How is the memory layout of a class vs. a struct - c++

I come from C programming where the data in a struct is laid out with the top variable first, then the second, third and so on..
I am now programming in C++ and I am using a class instead. I basically want to achieve the same, but I also want get/set methods and also maybe other methods (I also want to try do it in a C++ style and maye learn something new).
Is there a guarantee e.g. that the public variables will be first in memory then the private variable?

Is there a guarantee e.g. that the public variables will be first in
memory then the private variable?
No, such a guarantee is not made - C++11 standard, [class.mem]/14:
Nonstatic data members of a (non-union) class with the same access
control (Clause 11) are allocated so that later members have higher
addresses within a class object. The order of allocation of non-static
data members with different access control is unspecified (11).
So
struct A
{
int i, j;
std::string str;
private:
float f;
protected:
double d;
};
It is only guaranteed that, for a given object of type A,
i has a smaller address than j and
j has a smaller address than str
Note that the class-keys struct and class have no difference regarding layout whatsoever: Their only difference are access-rights which only exist at compile-time.
It only says the order, but not that the first variable actually start
at the "first address"? Lets assume a class without inheritance.
Yes, but only for standard-layout classes. There is a row of requirements a class must satisfy to be a standard-layout class, one of them being that all members have the same access-control.
Quoting C++14 (the same applies for C++11, but the wording is more indirect), [class.mem]/19:
If a standard-layout class object has any non-static data members, its
address is the same as the address of its first non-static data
member. Otherwise, its address is the same as the address of its first
base classsubobject (if any). [ Note: There might therefore be
unnamed padding within a standard-layout struct object, but not at its beginning, as necessary to achieve appropriate alignment. — end note ]
[class]/7:
A standard-layout class is a class that:
has no non-static data members of type non-standard-layout class (or array of such types) or reference,
has no virtual functions (10.3) and no virtual base classes (10.1),
has the same access control (Clause 11) for all non-static data members,
has no non-standard-layout base classes,
either has no non-static data members in the most derived class and at most one base class with non-static data members, or has no base
classes with non-static data members, and
has no base classes of the same type as the first non-static data member. 110
110) This ensures that two subobjects that have the same class type and that belong to the same most derived object are not
allocated at the same address (5.10).

First thing first: class and struct in C++ are very much the same - the only difference is that all members before the first access specifier in a class are considered private, while in a struct they are public.
Is there a guarantee e.g. that the public variables will be first in memory then the private variable?
There is no such guarantee. When there is no inheritance, the memory will be allocated to class members in the order in which you declare them within the same access group. It is up to the compiler to decide if the public member variables should be placed ahead of the private / protected ones or vice versa. Like C, C++ can add padding in between class members.
Inheritance makes things more complicated, because data members of the base class need to be placed within the derived class as well. On top of that, there is virtual inheritance and multiple inheritance, with complex rules.
I basically want to achieve the same [layout], but I also want get/set methods and also maybe other methods.
If you make all data members of your class private, and add accessor member functions (that's what C++ calls "methods" from other languages) you would achieve this effect.

Related

Why is std::string a standard layout type?

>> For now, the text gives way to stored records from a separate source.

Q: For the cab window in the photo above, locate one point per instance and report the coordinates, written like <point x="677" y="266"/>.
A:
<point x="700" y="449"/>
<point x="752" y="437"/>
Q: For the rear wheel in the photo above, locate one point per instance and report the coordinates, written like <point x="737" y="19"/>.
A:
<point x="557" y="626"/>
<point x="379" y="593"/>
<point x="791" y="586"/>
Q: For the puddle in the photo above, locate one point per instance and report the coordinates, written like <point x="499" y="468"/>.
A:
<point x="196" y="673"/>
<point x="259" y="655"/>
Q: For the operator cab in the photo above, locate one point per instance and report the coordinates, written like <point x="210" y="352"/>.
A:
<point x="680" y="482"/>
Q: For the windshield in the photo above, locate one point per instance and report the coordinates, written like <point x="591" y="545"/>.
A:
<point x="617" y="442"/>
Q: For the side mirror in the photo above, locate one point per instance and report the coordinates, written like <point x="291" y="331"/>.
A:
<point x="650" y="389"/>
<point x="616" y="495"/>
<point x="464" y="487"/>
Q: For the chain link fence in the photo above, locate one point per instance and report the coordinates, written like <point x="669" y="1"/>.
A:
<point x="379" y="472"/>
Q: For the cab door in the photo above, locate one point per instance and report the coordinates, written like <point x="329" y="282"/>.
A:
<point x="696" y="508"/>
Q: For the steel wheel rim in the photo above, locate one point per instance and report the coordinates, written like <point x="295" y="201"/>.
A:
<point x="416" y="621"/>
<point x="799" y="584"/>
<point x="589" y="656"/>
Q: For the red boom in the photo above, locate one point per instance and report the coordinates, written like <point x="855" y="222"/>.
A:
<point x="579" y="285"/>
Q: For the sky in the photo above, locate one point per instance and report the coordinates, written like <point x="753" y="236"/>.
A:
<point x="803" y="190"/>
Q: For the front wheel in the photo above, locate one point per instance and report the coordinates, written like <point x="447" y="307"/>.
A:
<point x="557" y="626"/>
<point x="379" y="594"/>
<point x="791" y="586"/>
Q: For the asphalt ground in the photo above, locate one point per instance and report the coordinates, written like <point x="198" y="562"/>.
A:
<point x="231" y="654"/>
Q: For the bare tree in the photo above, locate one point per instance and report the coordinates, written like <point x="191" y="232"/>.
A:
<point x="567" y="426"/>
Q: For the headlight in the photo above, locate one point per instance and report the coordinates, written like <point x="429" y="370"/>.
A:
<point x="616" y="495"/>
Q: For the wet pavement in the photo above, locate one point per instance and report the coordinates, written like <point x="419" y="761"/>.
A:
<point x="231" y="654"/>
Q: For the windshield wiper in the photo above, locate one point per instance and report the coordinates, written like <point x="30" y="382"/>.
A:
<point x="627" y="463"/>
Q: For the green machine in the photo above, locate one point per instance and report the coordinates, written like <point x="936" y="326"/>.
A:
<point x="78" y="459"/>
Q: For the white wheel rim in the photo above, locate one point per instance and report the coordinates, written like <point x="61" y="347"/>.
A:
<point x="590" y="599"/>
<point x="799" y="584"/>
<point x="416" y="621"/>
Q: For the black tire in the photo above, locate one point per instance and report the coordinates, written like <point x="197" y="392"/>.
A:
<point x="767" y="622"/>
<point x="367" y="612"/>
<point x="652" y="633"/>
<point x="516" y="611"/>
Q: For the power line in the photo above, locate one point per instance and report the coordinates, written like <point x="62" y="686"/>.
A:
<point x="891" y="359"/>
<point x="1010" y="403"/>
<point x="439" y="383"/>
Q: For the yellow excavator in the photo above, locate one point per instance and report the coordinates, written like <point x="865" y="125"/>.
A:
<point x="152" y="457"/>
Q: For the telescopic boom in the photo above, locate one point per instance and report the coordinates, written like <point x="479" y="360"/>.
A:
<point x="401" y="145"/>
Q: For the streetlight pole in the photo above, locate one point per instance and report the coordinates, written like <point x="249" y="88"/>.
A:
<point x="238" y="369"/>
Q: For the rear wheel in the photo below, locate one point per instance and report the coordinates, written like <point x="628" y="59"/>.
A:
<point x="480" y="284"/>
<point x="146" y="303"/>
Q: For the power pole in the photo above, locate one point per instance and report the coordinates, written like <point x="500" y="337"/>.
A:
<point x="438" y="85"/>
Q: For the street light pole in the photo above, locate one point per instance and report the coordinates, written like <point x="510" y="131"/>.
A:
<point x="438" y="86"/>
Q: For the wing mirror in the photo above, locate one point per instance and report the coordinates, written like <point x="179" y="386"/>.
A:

Taking the example from here: trivial vs. standard layout vs. POD
The following code passes:
struct T {
public:
int i;
private:
int j;
};
static_assert(! std::is_standard_layout<T>::value, "");
Yet the following does not:
static_assert(! std::is_standard_layout<std::string>::value, "");
So if all it takes for a type not to be a standard layout, then how could std::string possible be one?
Let's look at the actual rules for standard layout:
[C++14: 9/7]: A standard-layout class is a class that:
has no non-static data members of type non-standard-layout class (or array of such types) or reference,
has no virtual functions (10.3) and no virtual base classes (10.1),
has the same access control (Clause 11) for all non-static data members,
has no non-standard-layout base classes,
either has no non-static data members in the most derived class and at most one base class with non-static data members, or has no base classes with non-static data members, and
has no base classes of the same type as the first non-static data member.
std::string probably has no public data members (what would they be?), which is where you tripped up with your T (since now you have both private and public data members; see emboldened passage).
But as far as I can tell there is no actual requirement for std::string to be standard layout. That's just how your implementation has done it.
According to the requirement of StandardLayoutType:
Requirements
All non-static data members have the same access control
...
That's why T failed to be standard layout type. std::string is just satisfying the requirements.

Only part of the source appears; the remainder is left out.